Global search brainstorming

Warning: This page is no longer in use. The information contained on the page should NOT be seen as relevant or reliable.

Global Search
Project state	Deferred, though please see Global search (GSoC2013)
Tracker issue	MDL-31989
Discussion	Global Search rewrite
Assignee

Global Search is a proposed rewrite of the search mechanism for Moodle 2.x. This has been accepted as a Google Summer of Code 2013 project - Global search (GSoC2013).

Update after Developer Hackfest on 2013.03.21

Breaking news.

There is no one working on the Global Search for Moodle 2.5/2.6 at the moment
It will most likely become a Google Summer of Code project
Lucene (especially PHP implementation) is a dead-end, we should not try to use it
There are no search engines written in PHP that we could re-use/embed
We should not try to re-create search engine functionality
Instead we should focus on creating Moodle API for supporting search engines like solr.

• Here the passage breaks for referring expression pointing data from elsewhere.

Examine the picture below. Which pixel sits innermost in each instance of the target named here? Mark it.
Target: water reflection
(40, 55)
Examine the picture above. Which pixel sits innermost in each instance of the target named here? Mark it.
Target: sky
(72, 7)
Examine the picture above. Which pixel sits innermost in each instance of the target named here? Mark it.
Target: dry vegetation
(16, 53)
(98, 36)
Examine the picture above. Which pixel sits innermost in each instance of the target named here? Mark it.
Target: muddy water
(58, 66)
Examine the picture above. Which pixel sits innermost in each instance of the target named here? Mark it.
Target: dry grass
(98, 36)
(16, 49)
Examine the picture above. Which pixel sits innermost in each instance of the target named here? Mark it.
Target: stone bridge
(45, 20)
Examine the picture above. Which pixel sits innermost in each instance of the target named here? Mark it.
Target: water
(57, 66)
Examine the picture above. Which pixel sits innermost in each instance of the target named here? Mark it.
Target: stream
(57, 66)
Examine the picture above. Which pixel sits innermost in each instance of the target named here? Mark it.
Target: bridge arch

The above makes code on https://github.com/tmuras/moodle/tree/gs obsolete, e.g.

search/search_lucene_*.php don't need to be used (https://github.com/tmuras/moodle/blob/gs/search/document/search_document.php may still be OK for the new implementation)
the code should not be re-integrated but used only as a reference, new code is required (against latest Moodle dev)

Not using Lucene means not using the PHP, embedded version that I've tried to use in https://github.com/tmuras/moodle/tree/gs. Do not confuse it with the Java Lucene library that solr uses under the hood. The fact that solr uses Lucene is (to simplify) irrelevant for us here. For us, solr will be black box (not technically true, read on) search engine. In reality, to get high performance solution, a module/plugin for solr will be required. On the solr side, there should be some Moodle-specific logic executed to help with processing Moodle permissions. E.g. ideally solr, depending on what kind of user is performing a query should do some initial filtering of the results. If user is a student, then all results related to hidden courses could be filtered early in the search. In the phase 1, a dump solution could be implemented - where solr returns all results and they are filtered out on the Moodle side.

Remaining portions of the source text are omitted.